At a glance
ClinicalIndex Comparison RecordStandardized by ClinicalIndex from the ClinicalTrials.gov record · verify against the source.
An Exploratory Phase 2 Study Evaluating the Efficacy and Safety of Fibrin Sealant, Vapor Heated, Solvent/Detergent Treated (FS VH S/D) 500 S-APR for the Sealing of Dura Defect Sutures in Posterior Fossa Surgery
In Brief
A Phase 2 clinical trial evaluating Fibrin Sealant, Vapor Heated, Solvent/Detergent-treated with 500 IU/mL thrombin and synthetic aprotinin (FS VH S/D 500 s-apr) and Standard of care for Pathological Processes in the Posterior Fossa and Dura Defects.
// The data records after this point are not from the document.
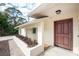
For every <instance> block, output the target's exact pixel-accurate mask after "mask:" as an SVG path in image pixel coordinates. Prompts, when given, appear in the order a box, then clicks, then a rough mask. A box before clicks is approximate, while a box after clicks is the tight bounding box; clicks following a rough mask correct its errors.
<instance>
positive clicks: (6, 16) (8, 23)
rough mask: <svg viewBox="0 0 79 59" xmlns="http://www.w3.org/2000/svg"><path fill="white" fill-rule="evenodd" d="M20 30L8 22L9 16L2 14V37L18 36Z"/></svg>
mask: <svg viewBox="0 0 79 59" xmlns="http://www.w3.org/2000/svg"><path fill="white" fill-rule="evenodd" d="M17 32H18V30H17V29H15V28H14V26H13V25H11V24H10V23H9V22H8V15H7V14H6V13H4V12H3V13H2V12H0V36H4V35H14V34H17Z"/></svg>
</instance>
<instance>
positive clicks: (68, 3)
mask: <svg viewBox="0 0 79 59" xmlns="http://www.w3.org/2000/svg"><path fill="white" fill-rule="evenodd" d="M68 4H77V3H43V4H41V5H40V6H39V7H38V8H36V9H35V10H33V11H32V12H30V13H29V14H28V16H30V17H32V18H41V17H44V16H47V17H49V16H51V14H53V13H55V11H56V10H57V9H60V8H57V6H60V7H61V5H64V6H65V7H66V5H68ZM78 5H79V4H78ZM49 12H50V14H49Z"/></svg>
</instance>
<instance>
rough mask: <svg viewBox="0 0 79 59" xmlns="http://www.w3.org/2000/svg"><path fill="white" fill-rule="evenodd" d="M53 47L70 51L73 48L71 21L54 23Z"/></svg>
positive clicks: (72, 28)
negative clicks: (54, 41)
mask: <svg viewBox="0 0 79 59" xmlns="http://www.w3.org/2000/svg"><path fill="white" fill-rule="evenodd" d="M54 32H55V34H54V35H55V42H54V44H55V46H59V47H62V48H66V49H69V50H72V48H73V20H72V19H66V20H61V21H55V22H54Z"/></svg>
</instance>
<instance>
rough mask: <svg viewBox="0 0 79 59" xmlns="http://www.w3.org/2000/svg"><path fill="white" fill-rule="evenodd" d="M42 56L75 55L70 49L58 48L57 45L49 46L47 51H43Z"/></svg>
mask: <svg viewBox="0 0 79 59" xmlns="http://www.w3.org/2000/svg"><path fill="white" fill-rule="evenodd" d="M44 56H77V55H76V54H73V53H72V51H69V50H66V49H63V48H59V47H54V48H52V47H50V48H49V49H48V50H47V51H45V53H44Z"/></svg>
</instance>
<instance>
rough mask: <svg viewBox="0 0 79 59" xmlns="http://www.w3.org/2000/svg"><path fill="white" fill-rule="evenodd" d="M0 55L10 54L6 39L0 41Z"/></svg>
mask: <svg viewBox="0 0 79 59" xmlns="http://www.w3.org/2000/svg"><path fill="white" fill-rule="evenodd" d="M0 56H10V49H9V43H8V40H6V41H0Z"/></svg>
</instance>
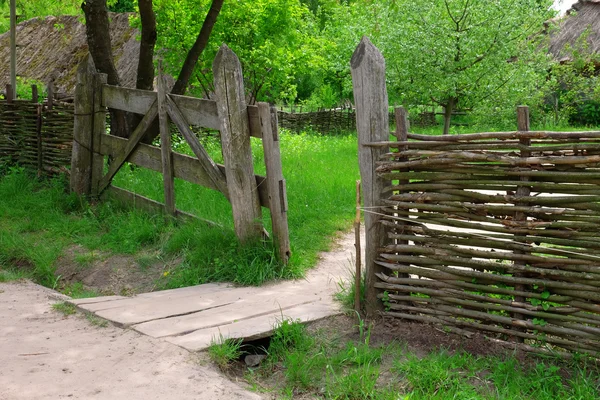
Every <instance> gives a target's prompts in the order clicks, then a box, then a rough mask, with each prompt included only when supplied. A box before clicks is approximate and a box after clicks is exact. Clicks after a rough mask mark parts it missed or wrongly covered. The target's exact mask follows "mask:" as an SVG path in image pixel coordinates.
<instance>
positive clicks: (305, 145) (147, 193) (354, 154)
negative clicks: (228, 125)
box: [114, 131, 358, 288]
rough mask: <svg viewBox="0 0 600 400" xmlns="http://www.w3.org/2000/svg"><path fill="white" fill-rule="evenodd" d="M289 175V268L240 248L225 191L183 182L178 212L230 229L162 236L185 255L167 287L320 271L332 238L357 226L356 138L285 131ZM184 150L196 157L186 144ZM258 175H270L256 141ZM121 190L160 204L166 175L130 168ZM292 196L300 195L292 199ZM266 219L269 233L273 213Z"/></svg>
mask: <svg viewBox="0 0 600 400" xmlns="http://www.w3.org/2000/svg"><path fill="white" fill-rule="evenodd" d="M201 141H202V143H203V145H204V146H205V148H206V149H207V152H208V153H209V154H210V155H211V156H212V158H213V159H214V160H215V161H216V162H222V154H221V150H220V143H219V141H218V138H215V137H213V136H205V137H202V138H201ZM280 145H281V154H282V164H283V175H284V177H285V178H286V186H287V191H288V193H289V194H290V195H289V196H288V202H289V206H288V221H289V227H290V241H291V246H292V258H291V260H290V263H289V265H288V267H287V268H282V267H281V265H279V264H278V263H277V260H276V258H275V253H274V251H273V247H272V245H271V243H269V242H267V243H260V244H257V245H253V246H241V245H240V244H239V243H237V241H236V239H235V235H234V230H233V224H232V217H231V205H230V204H229V202H228V201H227V200H226V199H225V198H224V197H223V196H222V195H221V194H220V193H218V192H216V191H214V190H210V189H206V188H202V187H199V186H198V185H194V184H190V183H188V182H184V181H180V180H176V181H175V188H176V196H177V206H178V208H180V209H182V210H184V211H188V212H190V213H192V214H194V215H197V216H199V217H201V218H204V219H207V220H209V221H214V222H216V223H218V224H220V225H222V226H223V227H224V228H220V227H211V226H207V225H206V224H204V223H185V224H182V225H181V226H178V227H177V229H174V230H173V231H171V233H170V234H169V235H165V236H164V237H163V239H161V248H162V251H163V252H164V253H165V254H166V255H168V256H169V257H181V258H182V259H183V261H184V262H183V263H182V264H181V265H180V266H178V267H175V268H174V269H173V270H172V271H170V272H169V274H168V276H167V277H165V279H164V282H162V283H161V285H162V286H163V287H168V288H173V287H181V286H189V285H196V284H199V283H204V282H208V281H213V282H214V281H235V282H237V283H240V284H244V285H258V284H261V283H262V282H264V281H267V280H272V279H279V278H293V277H299V276H301V275H302V274H303V272H304V271H305V270H306V269H308V268H310V267H311V266H313V265H314V264H315V263H316V261H317V255H318V253H319V252H320V251H324V250H327V248H328V246H329V243H330V242H331V238H332V237H333V235H335V233H336V232H338V231H343V230H346V229H348V228H349V227H350V225H351V220H350V218H349V217H348V216H350V215H352V213H353V212H354V205H353V199H354V196H355V194H354V187H353V186H352V185H350V184H348V183H349V182H354V181H356V179H357V178H358V163H357V161H356V146H357V139H356V136H355V135H340V136H319V135H317V134H312V133H303V134H299V135H297V134H292V133H290V132H287V131H282V132H280ZM177 151H180V152H184V153H191V150H190V149H189V148H188V147H187V146H186V145H184V144H182V143H179V144H178V145H177ZM252 152H253V155H254V162H255V164H254V168H255V173H257V174H264V168H265V166H264V158H263V149H262V143H260V141H258V140H253V141H252ZM114 183H115V185H117V186H119V187H123V188H126V189H128V190H132V191H135V192H136V193H140V194H143V195H145V196H148V197H150V198H152V199H155V200H158V201H161V200H162V196H163V188H162V178H161V175H160V174H158V173H154V172H152V171H148V170H145V169H143V168H134V169H130V168H123V169H122V170H121V171H120V172H119V173H118V174H117V176H116V177H115V180H114ZM292 193H293V195H291V194H292ZM263 222H264V224H265V226H266V227H267V230H270V217H269V214H268V210H266V209H263Z"/></svg>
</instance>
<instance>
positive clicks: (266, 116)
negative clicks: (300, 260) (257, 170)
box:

Completed, enrolled 95 participants across 13 sites in 2 countries.
Detailed Summary
The purpose of this study is to investigate the efficacy and safety of FS VH S/D 500 s-apr, a double virus-inactivated biological two-component fibrin sealant, for use in posterior fossa surgery as an adjunct to dura and dura substitute sutures in preventing postoperative cerebrospinal fluid (CSF) leakage.
Study Details
Timeline
Interventions
Application of a thin layer of FS VH S/D 500 s-apr to the entire length of the suture loop and the adjacent area to at least 5 mm away from the suture line, including all suture holes. After application, the product is to be allowed to polymerize for 3 minutes.
Standard care: defined as the closure of a dura defect by suturing in a patch of autologous fascia, pericranium or suturable collagen-based dura substitute.